The Supreme Court sits in Ottawa for three sessions a year - winter, spring, and fall. Each year the Supreme Court considers an average of between 500 to 600 applications for leave to appeal and hears 65 to 80 appeals.

What Kinds of Cases Does the Supreme Court of Canada Hear?

The Supreme Court of Canada only hears cases that it considers to be of public importance and to have national significance. That could mean a case that raises an important issue of law, or mixed law and fact, or if the matter is, for any other reason, significant enough to be considered by the country’s highest court. In limited instances, there may also be an appeal as of right. Judgements of the Supreme Court are listed at

Before a case can reach the Supreme Court of Canada, it must have used up all available appeals at other levels of court. Even then, the court usually must grant permission or “leave” to appeal before it will hear the case. Leave applications are usually made in writing and reviewed by three members of the court. They then grant or deny the request without providing reasons for the decision.

Did you know?

Each year the Supreme Court considers an average of between 500 to 600 applications for leave to appeal and hears 65 to 80 appeals.
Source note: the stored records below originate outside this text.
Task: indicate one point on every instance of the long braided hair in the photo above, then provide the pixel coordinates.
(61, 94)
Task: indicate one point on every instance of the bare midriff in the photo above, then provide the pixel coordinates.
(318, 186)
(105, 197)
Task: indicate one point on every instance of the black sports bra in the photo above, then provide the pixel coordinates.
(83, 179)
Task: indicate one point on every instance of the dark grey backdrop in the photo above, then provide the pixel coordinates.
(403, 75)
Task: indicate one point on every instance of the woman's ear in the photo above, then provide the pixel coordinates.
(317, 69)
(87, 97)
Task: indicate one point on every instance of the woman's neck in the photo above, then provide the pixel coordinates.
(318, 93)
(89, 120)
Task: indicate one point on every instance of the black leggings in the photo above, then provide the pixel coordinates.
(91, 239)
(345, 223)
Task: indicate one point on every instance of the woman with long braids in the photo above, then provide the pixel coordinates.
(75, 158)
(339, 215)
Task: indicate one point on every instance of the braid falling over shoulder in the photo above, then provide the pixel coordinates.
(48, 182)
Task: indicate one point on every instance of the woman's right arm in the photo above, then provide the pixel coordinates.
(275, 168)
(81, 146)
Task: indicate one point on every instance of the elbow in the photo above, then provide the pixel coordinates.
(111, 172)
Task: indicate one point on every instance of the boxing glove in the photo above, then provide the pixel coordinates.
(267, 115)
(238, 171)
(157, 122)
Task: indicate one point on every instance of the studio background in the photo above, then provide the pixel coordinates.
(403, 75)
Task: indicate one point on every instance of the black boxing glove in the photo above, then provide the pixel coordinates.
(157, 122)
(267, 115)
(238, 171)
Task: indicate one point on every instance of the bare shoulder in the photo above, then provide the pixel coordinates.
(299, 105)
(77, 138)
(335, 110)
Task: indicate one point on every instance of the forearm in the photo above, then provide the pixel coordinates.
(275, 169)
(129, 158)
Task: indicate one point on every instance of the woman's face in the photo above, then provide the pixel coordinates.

The right to appeal is automatic in certain situations. For instance, no leave is required in criminal cases where a judge on the panel of a court of appeal has disagreed, or dissented, on how the law should be interpreted. It is also not required when a court of appeal has found someone guilty who had been acquitted at the original trial. That person automatically has the right to appeal to the Supreme Court.

The Supreme Court can also be asked by the Governor in Council to hear references. These are important questions of law, such as the constitutionality or interpretation of federal or provincial legislation, on which the Court is asked to give its opinion before an actual legal dispute arises. The federal government may ask the Court to consider questions on any important matter of law or fact, especially about how to interpret the Constitution. The Court may also be asked to interpret federal or provincial/territorial legislation or the powers of Parliament or the legislatures. Provincial and territorial courts of appeal may also be asked to hear references from their respective governments, which are then sometimes appealed to the Supreme Court of Canada.

Administrative Tribunals and Boards

Different kinds of administrative tribunals and boards deal with disputes over the interpretation and application of laws and regulations, such as entitlement to employment insurance or disability benefits, refugee claims, and human rights.

Administrative tribunals are less formal than courts and are not part of the court system. However, they play an essential role in resolving disputes in Canadian society. Decisions of administrative tribunals may be reviewed in court to ensure that tribunals act fairly and according to the law.